All year the flax-dam festered in the heart

Of the townland; green and heavy-headed

Flax had rotted there, weighted down by huge sods.

Daily it sweltered in the punishing sun.

Bubbles gargled delicately, bluebottles

Wove a strong gauze of sound around the smell.

There were dragon-flies, spotted butterflies,

But best of all was the warm thick slobber

Of frogspawn that grew like clotted water

In the shade of the banks. Here, every spring

I would fill jampotfuls of the jellied

Specks to range on window-sills at home,

On shelves at school, and wait and watch until

The fattening dote burst into nimble-

Swimming tadpoles. Miss Walls would tell us how

The daddy frog was called a bullfrog

And how he croaked and how the mammy frog

Laid hundreds of little eggs and this was

Frogspawn. You could tell the weather by frogs too

For they were yellow in the sun and brown

In rain.

Then one hot day when fields were rank

With cowdung in the grass the angry frogs

Invaded the flax-dam; I ducked through the hedge

To a coarse croaking that I had not heard

Before. The air was thick with a bass chorus.

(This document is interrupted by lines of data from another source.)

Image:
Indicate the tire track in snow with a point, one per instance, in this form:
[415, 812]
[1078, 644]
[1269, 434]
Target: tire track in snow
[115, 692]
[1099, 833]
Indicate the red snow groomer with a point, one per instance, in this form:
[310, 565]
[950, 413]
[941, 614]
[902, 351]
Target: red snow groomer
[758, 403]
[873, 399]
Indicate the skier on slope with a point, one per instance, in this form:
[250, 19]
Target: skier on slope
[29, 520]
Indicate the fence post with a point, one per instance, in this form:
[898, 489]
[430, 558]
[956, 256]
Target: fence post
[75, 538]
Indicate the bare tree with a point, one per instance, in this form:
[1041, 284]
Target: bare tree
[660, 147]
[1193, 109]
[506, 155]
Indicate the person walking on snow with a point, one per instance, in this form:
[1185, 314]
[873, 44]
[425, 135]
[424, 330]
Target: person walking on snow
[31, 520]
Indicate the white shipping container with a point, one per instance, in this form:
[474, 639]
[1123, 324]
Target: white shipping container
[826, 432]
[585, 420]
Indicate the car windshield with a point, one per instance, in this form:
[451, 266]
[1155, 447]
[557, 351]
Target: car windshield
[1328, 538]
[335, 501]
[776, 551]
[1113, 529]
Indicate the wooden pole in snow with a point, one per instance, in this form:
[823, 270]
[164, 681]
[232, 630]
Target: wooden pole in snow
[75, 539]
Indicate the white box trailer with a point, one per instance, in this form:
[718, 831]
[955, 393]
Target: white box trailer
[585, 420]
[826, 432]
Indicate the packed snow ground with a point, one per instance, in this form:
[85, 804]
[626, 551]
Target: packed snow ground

Right down the dam gross-bellied frogs were cocked

On sods; their loose necks pulsed like sails. Some hopped:

The slap and plop were obscene threats. Some sat

Poised like mud grenades, their blunt heads farting.

I sickened, turned and ran. The great slime kings

Were gathered there for vengeance and I knew

That if I dipped my hand the spawn would clutch it.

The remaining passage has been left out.